Though I generally place the age discrimination dividing line at 35, I’ve sometimes mentioned that it often occurs even earlier.  Just to make matters concrete before I get to the figures, let’s look at the example of my former student, whom I’ll call Tom.  He has skills of great interest to Facebook, and is one of the sharpest students I’ve had.  I certainly know people at Facebook who are not quite as sharp as Tom. Yet he didn’t even get a phone interview from Facebook when he applied.  This shocked his friends, who with similar backgrounds were in strong demand.

Tom’s problem, I believe, was that, in contrast to his younger friends, he was about 30 at the time he sought work at Facebook, as he had worked in the industry for a while before coming back for his Master’s degree. You might think that’s a plus, but it basically priced him out of the market.  I’m sure that Facebook would value his experience, BUT not so much as to pay him a salary appropriate to his years.

Keep that latter point in mind — experience is good in an absolute sense, but not when compared to the additional salary that goes with that experience.  To quantify that, consider this analysis of Facebook salaries.  The data there indicate that a Senior Software Engineer gets paid about $30,000 more than an ordinary Software Engineer, and more than $40,000 above what a new grad gets.  You do need to take these numbers with a grain of salt, first because it’s Glassdoor data and second because it doesn’t break down according to factors such as degree level (Bachelor’s vs. Master’s) and prestige of one’s university.  (Concerning the latter, two young men wearing Stanford sweatshirts are pictured as new grads, and data cited in my EPI paper indicate that a Stanford degree commands a premium of about 30%.) So, we shouldn’t focus on specific numbers, but one thing is quite clear:  That Senior title means a hefty differential in pay, compared to the ordinary Software Engineers.

Now, add to that another point I’ve shown repeatedly:  Even a Senior title typically means only 3-5 years of experience!  Now you can see why Tom was likely viewed as too expensive — at age 30!  Imagine how Facebook views a 35-year-old, let alone those over 40.  I’ve mentioned before a professor I know, who is over 70 but still active, and who after a visit to Facebook told me with his typical humor, “Most of their employees seem to be the age of my grandkids, a few the age of my kids and none close to my age.”

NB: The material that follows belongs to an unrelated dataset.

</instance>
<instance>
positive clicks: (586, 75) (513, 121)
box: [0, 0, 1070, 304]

With that in mind, I looked at the PERM data (wage and other information for green card sponsorees) for Facebook, 2013.  Before I discuss this, though, a note on prevailing wage data (the legally required floor for H-1B and green cards):  I didn’t look at the measure I used in my Migration Letters paper, ratio of wage offered to prevailing wage, because of a major change in the latter.  The DOL has apparently replaced its Software Engineer category with a much broader Software Developers category — the latter having a prevailing wage about $20,000 cheaper than the former.  Knowing that the industry and the AILA are quite aggressive in pressuring regulators for favorable policies, I suspect that this category change came about at the behest of the industry.  In any case, though, I did not use that data here.  (Note by the way that these figures are for the hyperexpensive Bay Area, but it’s true that Facebook pays well.)

Instead, I tabulated the Prevailing Wage Level, I, II, III and IV in the DOL scheme.  John Miano has analyzed such data before, but here I wanted to tie it directly to the age issue.  The system is complex, but Level roughly corresponds to years of experience.  Note carefully that even Level II still is for the very young; if Tom had been an H-1B, he likely would have been at Level III.

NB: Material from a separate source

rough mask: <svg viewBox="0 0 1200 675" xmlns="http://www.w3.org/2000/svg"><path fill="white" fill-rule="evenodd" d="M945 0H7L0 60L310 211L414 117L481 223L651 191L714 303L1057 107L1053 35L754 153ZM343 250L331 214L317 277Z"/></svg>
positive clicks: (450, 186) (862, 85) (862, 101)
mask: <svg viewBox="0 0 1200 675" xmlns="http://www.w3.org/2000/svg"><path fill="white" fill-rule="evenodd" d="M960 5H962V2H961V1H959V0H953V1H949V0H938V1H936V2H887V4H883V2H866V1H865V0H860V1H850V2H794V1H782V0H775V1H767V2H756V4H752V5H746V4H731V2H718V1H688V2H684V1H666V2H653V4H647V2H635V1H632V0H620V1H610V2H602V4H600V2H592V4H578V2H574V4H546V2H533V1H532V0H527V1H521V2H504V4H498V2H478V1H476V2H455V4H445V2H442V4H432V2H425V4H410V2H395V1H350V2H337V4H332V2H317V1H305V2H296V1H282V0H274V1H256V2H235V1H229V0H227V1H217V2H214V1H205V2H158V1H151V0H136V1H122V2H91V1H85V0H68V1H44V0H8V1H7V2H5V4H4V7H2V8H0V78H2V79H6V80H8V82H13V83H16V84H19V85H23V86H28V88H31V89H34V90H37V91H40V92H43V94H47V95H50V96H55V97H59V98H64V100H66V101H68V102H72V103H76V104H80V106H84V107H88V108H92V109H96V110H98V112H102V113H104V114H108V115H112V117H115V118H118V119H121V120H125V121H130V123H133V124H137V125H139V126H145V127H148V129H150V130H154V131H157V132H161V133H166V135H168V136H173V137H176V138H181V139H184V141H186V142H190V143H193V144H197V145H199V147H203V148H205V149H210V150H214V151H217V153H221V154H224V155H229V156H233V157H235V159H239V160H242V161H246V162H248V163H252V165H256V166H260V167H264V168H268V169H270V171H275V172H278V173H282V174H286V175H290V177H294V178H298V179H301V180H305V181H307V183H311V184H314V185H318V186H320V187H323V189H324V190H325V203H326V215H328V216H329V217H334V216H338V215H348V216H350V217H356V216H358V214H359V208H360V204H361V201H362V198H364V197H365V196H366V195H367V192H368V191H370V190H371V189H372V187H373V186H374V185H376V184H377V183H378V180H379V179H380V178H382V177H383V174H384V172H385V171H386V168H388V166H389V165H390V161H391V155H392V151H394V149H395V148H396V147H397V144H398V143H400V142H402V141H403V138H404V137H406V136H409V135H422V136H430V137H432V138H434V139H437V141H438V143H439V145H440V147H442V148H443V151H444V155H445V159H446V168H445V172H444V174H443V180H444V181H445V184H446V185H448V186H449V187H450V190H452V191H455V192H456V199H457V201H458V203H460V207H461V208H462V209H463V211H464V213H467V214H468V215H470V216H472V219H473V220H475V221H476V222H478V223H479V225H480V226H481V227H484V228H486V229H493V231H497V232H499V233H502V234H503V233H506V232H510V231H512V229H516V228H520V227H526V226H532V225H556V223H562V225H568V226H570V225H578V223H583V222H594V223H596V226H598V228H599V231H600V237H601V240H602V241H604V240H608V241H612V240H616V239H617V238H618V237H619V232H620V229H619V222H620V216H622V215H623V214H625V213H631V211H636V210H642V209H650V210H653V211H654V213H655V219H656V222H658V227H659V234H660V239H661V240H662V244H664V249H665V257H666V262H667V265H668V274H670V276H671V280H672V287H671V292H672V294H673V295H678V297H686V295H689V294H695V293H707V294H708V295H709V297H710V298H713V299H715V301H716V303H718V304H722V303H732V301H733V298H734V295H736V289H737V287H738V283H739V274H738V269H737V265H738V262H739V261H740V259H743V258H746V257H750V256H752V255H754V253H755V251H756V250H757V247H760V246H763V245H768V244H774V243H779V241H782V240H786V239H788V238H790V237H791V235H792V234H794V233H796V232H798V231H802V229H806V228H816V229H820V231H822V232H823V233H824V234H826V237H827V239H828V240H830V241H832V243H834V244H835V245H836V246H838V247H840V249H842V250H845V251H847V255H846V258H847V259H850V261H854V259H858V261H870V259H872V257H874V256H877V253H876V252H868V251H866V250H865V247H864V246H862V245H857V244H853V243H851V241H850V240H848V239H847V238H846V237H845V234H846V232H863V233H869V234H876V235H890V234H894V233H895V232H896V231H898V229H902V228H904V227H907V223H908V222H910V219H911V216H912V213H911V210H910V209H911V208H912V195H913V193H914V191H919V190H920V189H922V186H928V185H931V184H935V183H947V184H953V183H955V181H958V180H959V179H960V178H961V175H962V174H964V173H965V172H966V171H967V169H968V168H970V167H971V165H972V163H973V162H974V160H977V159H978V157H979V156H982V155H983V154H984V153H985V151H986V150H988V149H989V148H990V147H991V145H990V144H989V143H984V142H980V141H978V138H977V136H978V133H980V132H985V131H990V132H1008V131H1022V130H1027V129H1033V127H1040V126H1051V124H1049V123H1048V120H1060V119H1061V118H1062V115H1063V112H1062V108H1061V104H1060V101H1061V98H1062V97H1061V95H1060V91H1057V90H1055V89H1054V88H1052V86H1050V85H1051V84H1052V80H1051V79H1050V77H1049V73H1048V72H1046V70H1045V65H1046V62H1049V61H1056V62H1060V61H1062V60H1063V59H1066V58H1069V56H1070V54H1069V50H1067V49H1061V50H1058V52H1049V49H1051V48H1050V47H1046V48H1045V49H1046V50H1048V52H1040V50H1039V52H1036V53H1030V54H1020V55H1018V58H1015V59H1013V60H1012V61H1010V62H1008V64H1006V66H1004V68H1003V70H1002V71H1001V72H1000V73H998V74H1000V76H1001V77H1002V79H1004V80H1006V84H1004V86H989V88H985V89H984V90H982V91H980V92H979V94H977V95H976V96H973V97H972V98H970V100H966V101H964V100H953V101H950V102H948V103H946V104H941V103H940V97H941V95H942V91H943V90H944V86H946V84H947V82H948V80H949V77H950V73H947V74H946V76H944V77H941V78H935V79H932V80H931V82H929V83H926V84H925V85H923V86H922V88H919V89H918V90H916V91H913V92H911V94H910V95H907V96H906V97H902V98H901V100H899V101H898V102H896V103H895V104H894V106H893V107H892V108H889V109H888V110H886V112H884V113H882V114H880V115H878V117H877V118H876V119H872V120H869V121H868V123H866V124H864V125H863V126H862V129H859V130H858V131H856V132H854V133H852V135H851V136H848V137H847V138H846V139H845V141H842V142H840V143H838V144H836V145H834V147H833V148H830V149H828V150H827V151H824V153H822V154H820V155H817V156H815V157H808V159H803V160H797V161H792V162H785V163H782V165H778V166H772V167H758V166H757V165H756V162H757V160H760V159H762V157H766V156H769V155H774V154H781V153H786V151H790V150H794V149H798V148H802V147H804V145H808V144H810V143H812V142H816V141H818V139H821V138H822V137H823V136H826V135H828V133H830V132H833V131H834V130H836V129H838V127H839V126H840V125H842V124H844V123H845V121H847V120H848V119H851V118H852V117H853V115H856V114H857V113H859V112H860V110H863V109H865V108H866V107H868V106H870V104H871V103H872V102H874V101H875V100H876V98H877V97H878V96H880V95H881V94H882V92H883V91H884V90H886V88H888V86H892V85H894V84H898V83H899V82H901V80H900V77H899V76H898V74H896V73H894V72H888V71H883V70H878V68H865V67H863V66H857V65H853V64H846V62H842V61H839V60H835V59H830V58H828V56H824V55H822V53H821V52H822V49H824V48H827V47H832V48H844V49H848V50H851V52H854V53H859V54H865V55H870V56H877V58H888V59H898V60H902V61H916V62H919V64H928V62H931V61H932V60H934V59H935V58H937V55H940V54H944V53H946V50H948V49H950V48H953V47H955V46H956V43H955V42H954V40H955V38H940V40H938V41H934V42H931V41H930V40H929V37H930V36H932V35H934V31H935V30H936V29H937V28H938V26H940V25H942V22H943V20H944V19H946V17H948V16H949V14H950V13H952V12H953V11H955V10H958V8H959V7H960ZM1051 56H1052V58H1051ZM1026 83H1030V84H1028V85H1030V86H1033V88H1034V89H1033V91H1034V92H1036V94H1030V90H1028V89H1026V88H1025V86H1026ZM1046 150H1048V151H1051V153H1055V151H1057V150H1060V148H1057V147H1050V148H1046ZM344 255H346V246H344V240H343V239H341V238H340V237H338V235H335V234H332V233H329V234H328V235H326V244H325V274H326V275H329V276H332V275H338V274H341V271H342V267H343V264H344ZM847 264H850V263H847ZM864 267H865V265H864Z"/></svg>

Here are the results, among Software Developers:

I II III IV
22% 64% 2% 12%

Well, there you have it!  86% of Facebook’s foreign software developers are younger than Tom (age 30)!  This, I submit, is why Tom didn’t even get a phone interview from Facebook — the firm wants the young H-1Bs instead of him.  And, as noted, they are immobile too, unlike Tom, making them much more attractive to Facebook even if he had been younger.

Easy numbers to remember when you read FWD.us’ literature.